Collisional and Fast Neutrino Flavor Instabilities in Two-dimensional Core-collapse Supernova Simulation with Boltzmann Neutrino Transport

Abstract: We present a comprehensive study on the occurrences of the collisional flavor instability (CFI) and the fast flavor instability (FFI) of neutrinos based on a two-dimensional (2D) core-collapse supernova (CCSN) simulation performed with a Boltzmann radiation hydrodynamics code. We find that CFI occurs in a region with the baryon-mass density of $10^{10}\lesssim \rho \lesssim 10^{12}\,\mathrm{g}\,\mathrm{cm}^{-3}$, which is similar to the previous results in one-dimensional (1D) CCSN models.
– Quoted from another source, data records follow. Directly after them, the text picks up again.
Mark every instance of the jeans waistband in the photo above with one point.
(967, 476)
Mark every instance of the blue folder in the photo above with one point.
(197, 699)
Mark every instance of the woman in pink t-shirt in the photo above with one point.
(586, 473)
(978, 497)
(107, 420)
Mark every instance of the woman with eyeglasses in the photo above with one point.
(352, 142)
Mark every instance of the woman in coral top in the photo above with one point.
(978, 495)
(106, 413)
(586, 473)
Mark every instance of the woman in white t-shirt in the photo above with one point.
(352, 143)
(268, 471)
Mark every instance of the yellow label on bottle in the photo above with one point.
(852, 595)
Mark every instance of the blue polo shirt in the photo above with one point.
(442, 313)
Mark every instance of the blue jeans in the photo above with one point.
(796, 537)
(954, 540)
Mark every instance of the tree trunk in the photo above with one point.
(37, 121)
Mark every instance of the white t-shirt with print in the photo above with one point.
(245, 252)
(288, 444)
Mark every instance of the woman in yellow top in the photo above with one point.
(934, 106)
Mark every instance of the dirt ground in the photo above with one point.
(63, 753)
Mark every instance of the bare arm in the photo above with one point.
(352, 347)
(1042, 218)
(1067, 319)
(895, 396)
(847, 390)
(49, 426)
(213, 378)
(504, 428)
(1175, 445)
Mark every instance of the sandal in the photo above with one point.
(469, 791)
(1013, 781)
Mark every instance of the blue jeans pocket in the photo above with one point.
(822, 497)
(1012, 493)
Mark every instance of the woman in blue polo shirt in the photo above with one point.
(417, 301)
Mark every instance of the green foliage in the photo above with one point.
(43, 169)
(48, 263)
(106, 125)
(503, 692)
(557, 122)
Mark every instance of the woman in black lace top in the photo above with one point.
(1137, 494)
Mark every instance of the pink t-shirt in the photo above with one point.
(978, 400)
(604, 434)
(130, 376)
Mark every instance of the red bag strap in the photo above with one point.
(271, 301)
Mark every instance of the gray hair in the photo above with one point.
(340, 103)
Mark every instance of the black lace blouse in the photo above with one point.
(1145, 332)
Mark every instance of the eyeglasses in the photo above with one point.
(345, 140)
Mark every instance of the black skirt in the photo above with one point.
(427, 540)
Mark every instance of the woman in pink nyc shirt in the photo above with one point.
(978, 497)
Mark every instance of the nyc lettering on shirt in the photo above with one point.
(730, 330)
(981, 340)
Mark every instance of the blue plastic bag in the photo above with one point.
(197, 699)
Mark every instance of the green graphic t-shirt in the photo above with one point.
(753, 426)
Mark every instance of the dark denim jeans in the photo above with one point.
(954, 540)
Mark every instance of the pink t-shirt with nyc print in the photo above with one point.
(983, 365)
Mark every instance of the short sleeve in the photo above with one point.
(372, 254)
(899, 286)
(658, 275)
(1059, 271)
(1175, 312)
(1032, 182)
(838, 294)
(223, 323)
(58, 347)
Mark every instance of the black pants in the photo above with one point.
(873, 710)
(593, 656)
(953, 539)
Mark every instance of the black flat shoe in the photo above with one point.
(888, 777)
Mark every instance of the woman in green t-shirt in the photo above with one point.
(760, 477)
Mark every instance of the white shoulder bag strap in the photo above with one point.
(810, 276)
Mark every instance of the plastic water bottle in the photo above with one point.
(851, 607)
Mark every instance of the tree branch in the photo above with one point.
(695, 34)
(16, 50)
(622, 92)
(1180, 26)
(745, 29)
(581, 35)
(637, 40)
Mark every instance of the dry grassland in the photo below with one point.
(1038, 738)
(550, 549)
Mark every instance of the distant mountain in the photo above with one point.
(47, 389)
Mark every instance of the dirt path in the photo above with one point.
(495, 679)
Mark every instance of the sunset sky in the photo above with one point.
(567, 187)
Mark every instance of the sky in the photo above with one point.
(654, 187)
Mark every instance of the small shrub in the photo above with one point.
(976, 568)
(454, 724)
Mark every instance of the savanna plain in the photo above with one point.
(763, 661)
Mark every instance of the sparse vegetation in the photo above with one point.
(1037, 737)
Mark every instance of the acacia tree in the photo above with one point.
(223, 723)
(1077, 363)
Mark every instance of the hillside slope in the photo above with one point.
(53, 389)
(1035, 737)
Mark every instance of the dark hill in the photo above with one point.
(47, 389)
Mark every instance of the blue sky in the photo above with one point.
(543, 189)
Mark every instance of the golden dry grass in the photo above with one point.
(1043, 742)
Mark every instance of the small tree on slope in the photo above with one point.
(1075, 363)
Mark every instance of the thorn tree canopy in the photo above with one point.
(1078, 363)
In contrast to 1D, however, the CFI region varies with time vigorously in the 2D model, whereas it had a quiescent structure in 1D. This is attributed to the fact that the turbulent flows advected from a gain region account for the temporal variations. Another noticeable difference from the 1D models is the appearance of resonance-like CFI where number densities of $\nu_e$, $\bar\nu_e$ nearly coincide each other. The CFI growth rate there is enhanced and can reach $\sim10^{-3}\,\mathrm{cm}^{-1}$. As for FFI, on the other hand, it appears in three different regions; (1) the region overlapped with the resonance-like CFI, (2) neutrino decoupling regions where $\bar{\nu}_e$'s are strongly emitted, and (3) optically thin regions where neutral-current scatterings dominate over charged-current reactions. Although overall properties for FFI are consistent with previous studies, we find that the number of electron-neutrinos lepton number crossing (ELN crossing) temporary becomes multiple, which can be assessed accurately only by multi-angle treatments in neutrino transport. We find that the growth rate of FFI is always higher than CFI if both of them occur, which suggests that the former is dominant for the linear evolution.